In the previous posts, we covered the process and some sources related to compiling critical bibliographies. For the reader, it must be obvious by now that instead of linear development, the new bibliography is constantly evolving, with ups and downs, a large amount of uncertainty, waiting, and failure. The long process, especially if one works on it on the fly (i.e., not as one’s main job), requires a great deal of patience and persistence.

Keeping focused, keeping track

The lengthy and zig-zag process poses a challenge: how do we keep track of all the information? How do we know what has been verified? How can we remember the status of items newly added or yet to be verified, working asynchronously and remotely? When we compiled the Jellinek bibliography in 2013-2016 in the then-still active CAS Library, we started with color coding each bibliographic record by verification status in a simple Word document. We created a master bibliography with all records, organized in chronological order first using the two existing, albeit short, Jellinek bibliographies. As we discovered new items, we kept adding them to this master bibliography, wherever they belonged, whether it as a new publication or a reprint.

Books on bookshelves Verification of details

The verification process at that time was easier, as most of the print resources were at hand, literally within reach, on the shelves right outside our offices. On the other hand, we lacked the convenience of being able to look up versions digitized outside our collection. Now in 2024, while working on Mark Keller’s bibliography, it’s amazing to see how much more has been accomplished in terms of digitization! In addition to the full run of JSAD, the SALIS collection of the Internet Archive is the greatest help with its full-text books that can be borrowed for an hour at a time after registering for free. Additionally, when it comes to background information, we shouldn’t underestimate our own Digital Alcohol Studies Archives as a source either. With its over 1000 items, it’s a fantastic resource that already led to the discovery of several new publications that we were eager to add to Selden D. Bacon’s published new bibliography last year.

Content defines organization

Going back to organizing information, an Excel spreadsheet with all the details, including the record itself, and the status of verification, is also useful to keep track of progress. There are different views on how to organize these bibliographies in a meaningful manner for public consumption and longevity. In most cases, the chronological bibliography works well, especially if the research output, was mostly scholarly, such as for Howard Haggard, and Selden Bacon.

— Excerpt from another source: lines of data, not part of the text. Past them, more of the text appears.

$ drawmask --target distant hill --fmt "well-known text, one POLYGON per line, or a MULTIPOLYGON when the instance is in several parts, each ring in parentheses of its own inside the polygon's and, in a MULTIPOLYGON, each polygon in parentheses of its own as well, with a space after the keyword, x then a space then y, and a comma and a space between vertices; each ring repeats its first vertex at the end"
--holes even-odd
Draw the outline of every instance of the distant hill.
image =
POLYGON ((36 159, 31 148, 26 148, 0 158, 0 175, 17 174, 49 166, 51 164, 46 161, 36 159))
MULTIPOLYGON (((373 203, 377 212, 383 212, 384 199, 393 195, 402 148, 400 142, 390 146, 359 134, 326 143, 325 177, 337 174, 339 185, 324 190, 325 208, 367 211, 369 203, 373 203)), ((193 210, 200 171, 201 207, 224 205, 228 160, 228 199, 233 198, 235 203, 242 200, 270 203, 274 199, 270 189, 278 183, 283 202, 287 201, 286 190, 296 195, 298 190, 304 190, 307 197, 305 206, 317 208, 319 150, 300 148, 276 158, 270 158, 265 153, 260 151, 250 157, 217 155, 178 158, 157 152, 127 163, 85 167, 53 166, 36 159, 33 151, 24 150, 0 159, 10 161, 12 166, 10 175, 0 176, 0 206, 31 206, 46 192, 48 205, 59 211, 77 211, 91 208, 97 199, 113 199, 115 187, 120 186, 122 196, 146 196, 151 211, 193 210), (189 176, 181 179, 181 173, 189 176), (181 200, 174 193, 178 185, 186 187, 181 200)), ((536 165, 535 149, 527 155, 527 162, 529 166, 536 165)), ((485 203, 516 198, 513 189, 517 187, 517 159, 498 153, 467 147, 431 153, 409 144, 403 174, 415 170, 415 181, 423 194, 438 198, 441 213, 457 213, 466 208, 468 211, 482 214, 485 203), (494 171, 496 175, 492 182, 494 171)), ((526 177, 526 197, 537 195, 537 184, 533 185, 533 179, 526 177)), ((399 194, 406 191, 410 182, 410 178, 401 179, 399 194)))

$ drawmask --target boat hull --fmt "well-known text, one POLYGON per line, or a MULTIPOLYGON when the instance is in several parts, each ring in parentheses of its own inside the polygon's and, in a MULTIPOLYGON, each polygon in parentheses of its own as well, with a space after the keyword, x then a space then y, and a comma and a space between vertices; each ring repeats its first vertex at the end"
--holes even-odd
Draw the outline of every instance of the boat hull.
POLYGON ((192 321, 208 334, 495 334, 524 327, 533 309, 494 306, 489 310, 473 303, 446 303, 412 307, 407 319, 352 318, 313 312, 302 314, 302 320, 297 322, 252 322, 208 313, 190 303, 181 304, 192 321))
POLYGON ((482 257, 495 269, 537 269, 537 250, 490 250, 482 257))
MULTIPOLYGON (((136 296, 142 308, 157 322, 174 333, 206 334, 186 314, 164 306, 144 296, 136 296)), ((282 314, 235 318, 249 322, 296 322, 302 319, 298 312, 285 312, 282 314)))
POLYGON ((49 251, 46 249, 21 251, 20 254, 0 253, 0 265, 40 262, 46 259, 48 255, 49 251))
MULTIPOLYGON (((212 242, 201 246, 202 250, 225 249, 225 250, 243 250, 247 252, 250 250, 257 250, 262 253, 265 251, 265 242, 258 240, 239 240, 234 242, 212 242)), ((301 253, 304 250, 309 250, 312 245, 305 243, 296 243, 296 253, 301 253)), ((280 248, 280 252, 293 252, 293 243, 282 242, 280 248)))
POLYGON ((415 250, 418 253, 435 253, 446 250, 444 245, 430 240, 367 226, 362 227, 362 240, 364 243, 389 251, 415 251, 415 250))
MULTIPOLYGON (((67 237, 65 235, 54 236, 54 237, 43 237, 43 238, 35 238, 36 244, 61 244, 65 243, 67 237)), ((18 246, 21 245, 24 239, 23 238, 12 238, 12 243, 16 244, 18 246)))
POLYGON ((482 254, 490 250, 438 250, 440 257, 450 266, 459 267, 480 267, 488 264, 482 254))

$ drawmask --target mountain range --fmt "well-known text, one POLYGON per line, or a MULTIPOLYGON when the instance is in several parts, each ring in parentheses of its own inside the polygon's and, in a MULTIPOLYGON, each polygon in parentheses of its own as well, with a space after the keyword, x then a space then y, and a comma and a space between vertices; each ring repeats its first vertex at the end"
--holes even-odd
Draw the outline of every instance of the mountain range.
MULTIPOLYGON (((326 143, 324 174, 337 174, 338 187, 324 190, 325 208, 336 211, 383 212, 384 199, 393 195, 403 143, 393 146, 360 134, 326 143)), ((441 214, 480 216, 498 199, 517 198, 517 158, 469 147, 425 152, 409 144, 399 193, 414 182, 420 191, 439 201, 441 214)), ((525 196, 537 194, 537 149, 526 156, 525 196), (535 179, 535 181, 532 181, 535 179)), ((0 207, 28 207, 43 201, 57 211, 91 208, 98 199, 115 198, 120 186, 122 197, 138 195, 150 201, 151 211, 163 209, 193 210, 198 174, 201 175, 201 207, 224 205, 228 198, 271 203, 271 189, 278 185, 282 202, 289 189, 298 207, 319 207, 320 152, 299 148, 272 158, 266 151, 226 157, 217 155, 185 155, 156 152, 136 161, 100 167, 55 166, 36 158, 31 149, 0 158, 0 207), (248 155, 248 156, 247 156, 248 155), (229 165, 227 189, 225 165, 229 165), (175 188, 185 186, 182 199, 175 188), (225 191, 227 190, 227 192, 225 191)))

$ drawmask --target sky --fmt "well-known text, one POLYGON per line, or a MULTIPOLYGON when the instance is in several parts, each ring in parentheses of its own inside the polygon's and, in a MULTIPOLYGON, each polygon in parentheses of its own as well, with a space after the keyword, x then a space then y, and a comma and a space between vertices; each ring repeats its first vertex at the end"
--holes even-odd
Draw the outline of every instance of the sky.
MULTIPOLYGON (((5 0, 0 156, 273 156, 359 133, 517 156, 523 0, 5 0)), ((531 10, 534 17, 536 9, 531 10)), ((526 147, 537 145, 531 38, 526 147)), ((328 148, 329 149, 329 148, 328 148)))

But it wouldn’t apply to E. M. Jellinek, whose publications, starting in the early 1990s, are all over the place. In his case, upon the suggestion of reviewers, we decided to divide his publications first by item types and genres, separating scholarly content from popular publications. Then, under both headings, we created subheadings such as books, book, chapters, journal articles, book reviews, conference proceedings, report and working papers, and other (abstracts, questionnaires, and letters) listed as scholarly publications, and articles in magazines, brochures, and other (radio transcripts, nonsense verses) under popular publications. Mark Keller’s bibliography, still in its infantry, will likely follow the same organizing principles.


Who should we thank for all these details? First and foremost, we are grateful that previous librarians, documentalists, and scholars documented alcohol research and publications with methods available at that time and in formats sustainable enough to survive to date. We also praise all digitization projects in the field, whether by large organizations such as Google Books, HathiTrust, and the Internet Archive, or by small, individual libraries and archives. The digitization couldn’t have happened without the generosity of donors and the efforts of librarians who considered it important to preserve scholarly output. We also appreciate our resources at a large public university, a member of the BTAA, which makes it possible for us to obtain virtually anything from anywhere throughout our own system in the library department with the help of our knowledgeable and conscientious colleagues behind the operations.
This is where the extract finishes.